We are running a survey to help us improve the experience for all of our members. If you see the survey appear, please take the time to tell us about your experience if you can.
Hi, i have just got a cortex-m0(LPC1114) based dev board. I'm reading about the architecture and instructions. My understanding is that it supports most thumb 16-bit instructions and a handful thumb-2 32-bit instructions. If the processor has a 32-bit bus which instructions are fetched(im assuming this, also i have limited knowledge of a CPU's inner workings), why don't it support more thumb-2 instructions? It seems like a waste, or maybe it fetches two 16-bit instructions?
My other issue is related to to my first question. I'm trying to set the core registers with immediate values using MOV. I read that you can use MOV for the for the 16 lower bits, and MOVT for the 16 higher bit(this is only for cores which supports ARM32 i suppose). However first it seems MOVT is not supported by cortex-m0, in arm-none-eabi-as: "Error: selected processor does not support Thumb mode `movt r0 , r1'. Also when i read the ARMv6-M reference manual, i read that MOV can only set a immediate value up to 8-bits long. This all seems very strange to me. I got a hint on a IRC that your really supposed to use PC relative addressing to set registers "directly", which i haven't read much into. Are there no efficient way to set immediate 32-bit values for registers, using MOV or other data instructions?
Thanks for responses!
Hello,I think the reason why Cortex-M0 only supports Thumb (not Thumb-2) is to reduce core size by simplifying the decode logic. As you imagine, the internal bus width is 32 bit and the prefetch logic can 2 Thumb instructions at one read cycle, reducing the prefetch power.Regarding 32 bit immediate, the Thumb usually takes the load pc-relative instruction. It loads the 32 bit immediate word from the literal pool on the memory. It would be the most code size effect way. That is, a 16 bit length instruction can load a 32 bit immediate.For example,
LDR Rt,[pc,#imm] @ pc+imm indicates the label Mem ..... .....Mem: .word 0x12345678
acts as
MOV Rt,#0x12345678.
Best regards,Yasuhiko Koumoto.
Thanks for the great answer, that explains it! I'll just learn to use pc relative load instead.
Best Regards!
Hi ei24 and welcome to the community!
As Yasuhikok explained, the Cortex-M0 only supports 16-bit instructions, no 32-bit instructions are supported
That means that the MOVT instruction does not exist for the Cortex-M0.

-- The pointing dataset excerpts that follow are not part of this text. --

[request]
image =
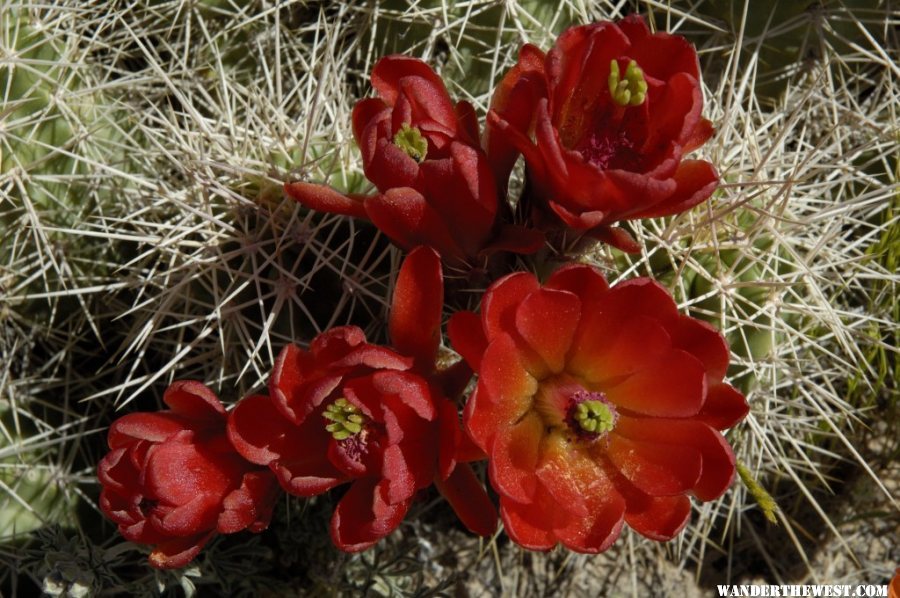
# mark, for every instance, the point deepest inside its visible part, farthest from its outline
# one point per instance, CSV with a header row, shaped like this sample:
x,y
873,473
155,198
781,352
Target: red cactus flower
x,y
603,121
596,406
173,480
348,411
421,151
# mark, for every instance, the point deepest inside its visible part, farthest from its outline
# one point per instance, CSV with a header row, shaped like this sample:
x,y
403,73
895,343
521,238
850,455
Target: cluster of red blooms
x,y
595,406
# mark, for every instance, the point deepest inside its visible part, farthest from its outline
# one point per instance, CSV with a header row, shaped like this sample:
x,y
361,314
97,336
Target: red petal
x,y
579,220
514,102
363,517
410,389
502,299
704,342
547,319
257,430
152,427
404,215
177,472
297,455
701,133
468,123
659,518
334,344
526,525
375,357
586,282
364,113
718,458
695,182
608,349
325,199
395,74
514,457
467,337
513,238
390,167
504,393
197,515
415,317
578,69
661,55
453,380
596,532
672,386
461,190
176,553
465,493
656,469
616,237
249,505
193,401
291,371
556,474
724,407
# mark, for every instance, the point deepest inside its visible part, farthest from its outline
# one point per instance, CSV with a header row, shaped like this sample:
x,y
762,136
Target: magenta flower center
x,y
609,148
346,419
590,415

A different way of loading a 32-bit constant into a register from the literal pool, is to use the LDR rT,=imm pseudo instruction.
This pseudo-instruction automatically puts the immediate value in the literal pool, and creates a LDR instruction that fetches it.

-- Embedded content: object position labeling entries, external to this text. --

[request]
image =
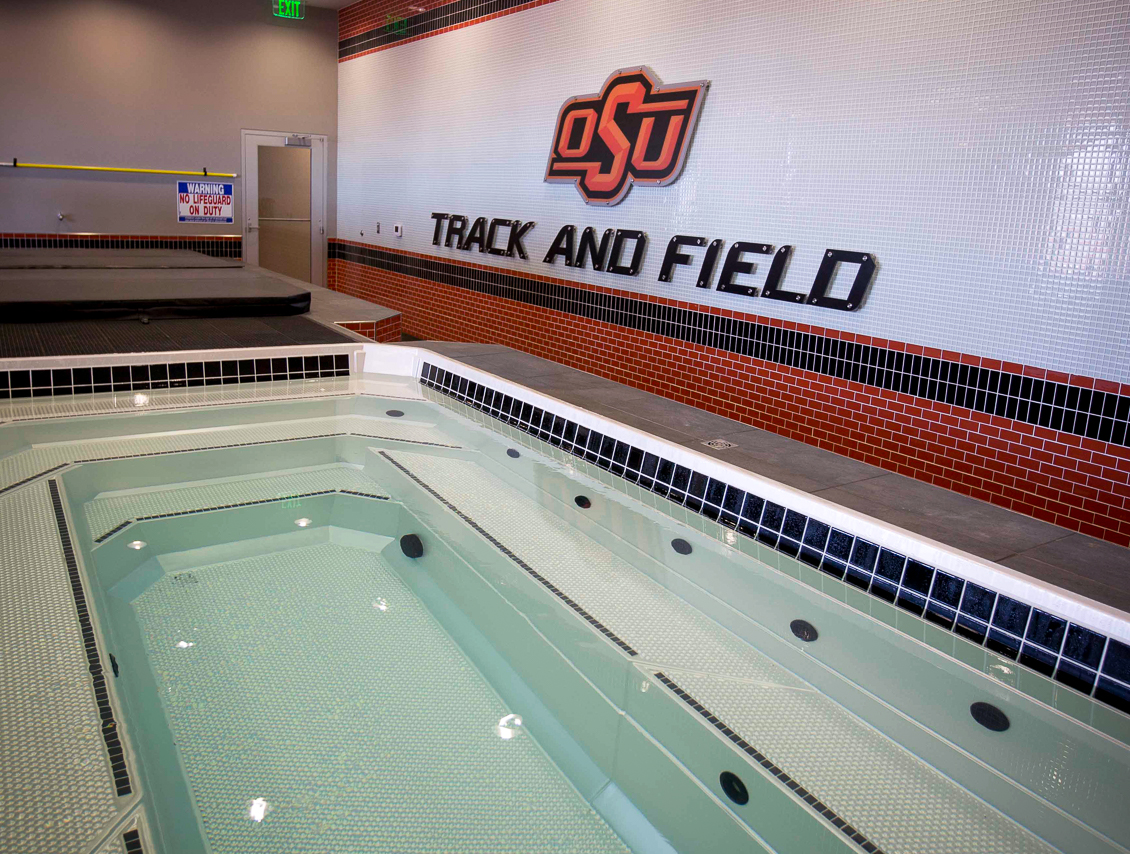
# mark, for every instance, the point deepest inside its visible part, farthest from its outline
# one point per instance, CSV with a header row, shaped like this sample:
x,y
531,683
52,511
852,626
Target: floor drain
x,y
719,444
411,546
733,787
990,716
681,546
805,630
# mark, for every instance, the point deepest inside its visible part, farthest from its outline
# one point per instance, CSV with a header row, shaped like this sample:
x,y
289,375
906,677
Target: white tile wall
x,y
980,150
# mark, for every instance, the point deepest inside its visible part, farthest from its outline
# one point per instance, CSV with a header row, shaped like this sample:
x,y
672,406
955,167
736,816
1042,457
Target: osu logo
x,y
634,131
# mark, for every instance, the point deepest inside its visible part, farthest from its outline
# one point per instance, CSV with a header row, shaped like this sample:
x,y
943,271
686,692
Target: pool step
x,y
671,636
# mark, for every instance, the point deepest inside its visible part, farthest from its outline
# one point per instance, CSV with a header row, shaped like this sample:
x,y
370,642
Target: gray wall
x,y
154,84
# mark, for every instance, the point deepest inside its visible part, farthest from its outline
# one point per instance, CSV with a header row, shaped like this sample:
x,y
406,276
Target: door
x,y
284,203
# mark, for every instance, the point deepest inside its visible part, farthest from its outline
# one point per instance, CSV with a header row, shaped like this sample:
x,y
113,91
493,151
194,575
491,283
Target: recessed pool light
x,y
733,787
258,809
805,630
509,726
680,546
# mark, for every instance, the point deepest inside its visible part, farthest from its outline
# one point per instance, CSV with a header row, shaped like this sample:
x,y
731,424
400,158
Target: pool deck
x,y
1054,555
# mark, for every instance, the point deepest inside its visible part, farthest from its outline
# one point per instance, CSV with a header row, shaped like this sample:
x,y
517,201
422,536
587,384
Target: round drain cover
x,y
733,787
411,546
805,630
990,716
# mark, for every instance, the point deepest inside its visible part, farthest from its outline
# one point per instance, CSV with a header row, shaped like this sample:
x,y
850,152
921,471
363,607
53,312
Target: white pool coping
x,y
406,362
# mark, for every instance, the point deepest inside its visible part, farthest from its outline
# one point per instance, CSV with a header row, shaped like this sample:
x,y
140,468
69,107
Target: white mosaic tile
x,y
57,792
405,756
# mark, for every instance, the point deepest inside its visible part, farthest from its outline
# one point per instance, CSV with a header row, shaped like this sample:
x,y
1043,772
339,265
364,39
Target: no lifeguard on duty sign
x,y
203,201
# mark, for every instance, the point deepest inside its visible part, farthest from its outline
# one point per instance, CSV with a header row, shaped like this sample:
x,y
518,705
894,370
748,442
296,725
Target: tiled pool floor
x,y
1051,554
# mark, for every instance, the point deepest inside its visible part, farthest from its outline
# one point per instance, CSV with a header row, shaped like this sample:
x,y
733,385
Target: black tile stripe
x,y
94,661
758,757
1074,655
526,567
132,842
423,23
171,514
203,244
33,477
1096,415
128,378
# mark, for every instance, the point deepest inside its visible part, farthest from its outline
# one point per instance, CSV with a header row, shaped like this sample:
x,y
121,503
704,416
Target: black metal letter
x,y
733,266
439,227
672,255
563,245
455,227
478,234
493,234
614,261
772,288
588,246
832,259
516,233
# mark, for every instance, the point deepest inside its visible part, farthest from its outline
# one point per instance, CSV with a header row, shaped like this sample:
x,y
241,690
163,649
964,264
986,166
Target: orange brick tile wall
x,y
1066,479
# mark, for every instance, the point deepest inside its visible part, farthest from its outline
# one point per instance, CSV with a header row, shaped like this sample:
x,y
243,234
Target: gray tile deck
x,y
1083,565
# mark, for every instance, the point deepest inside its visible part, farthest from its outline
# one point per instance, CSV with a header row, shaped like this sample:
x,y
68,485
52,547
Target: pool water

You should make sure that your literal pool is close by, since the Cortex-M0's addressing range for the LDR instruction is quite limited.
That means right after a b or bx (branch) instruction, you should place the keyword '.pool' (when using the GNU assembler).
I do not know the keyword which is used in other assemblers, though, it might be the same, but without a dot prefix.
At the ARM Information Center, you may find the Cortex-M0 Technical Reference Manual and the Cortex-M0 Devices Generic User Guide helpful in addition to the ARMv6-M reference (which you have already).
Some time ago I wrote an article on ARM Cortex-M0 assembly programming tips and tricks - it seems that it's now revived and has gotten quite popular again.
Thanks it seems like a nice community!
I cannot place the fetched word right before the instruction? I guess it doesn't matter either way, but i wonder.
I used .word, i read your article, maybe i will use .pool if i need to port code in the future.
The community definitely is a nice place if you ask me (I'm just a user like you). Unfortunately, we might not be able to answer all questions as there are not so many of us developers here; but of course we want to if we can.
For LPC-specific questions, you may also find the lpcware.com forum helpful; this is usually where developers who work with LPC devices hang out.
The reason that you can't place the fetched word right before the instruction is that the 16-bit instruction set is quite limited.
As far as I recall, negative offsets are not available for PC-relative addressing, thus you'll have to place them after the instruction at some point.
Since negative offsets are not available, there will be a wider range of positive offsets available, thus you can have some code between the loading and the .pool.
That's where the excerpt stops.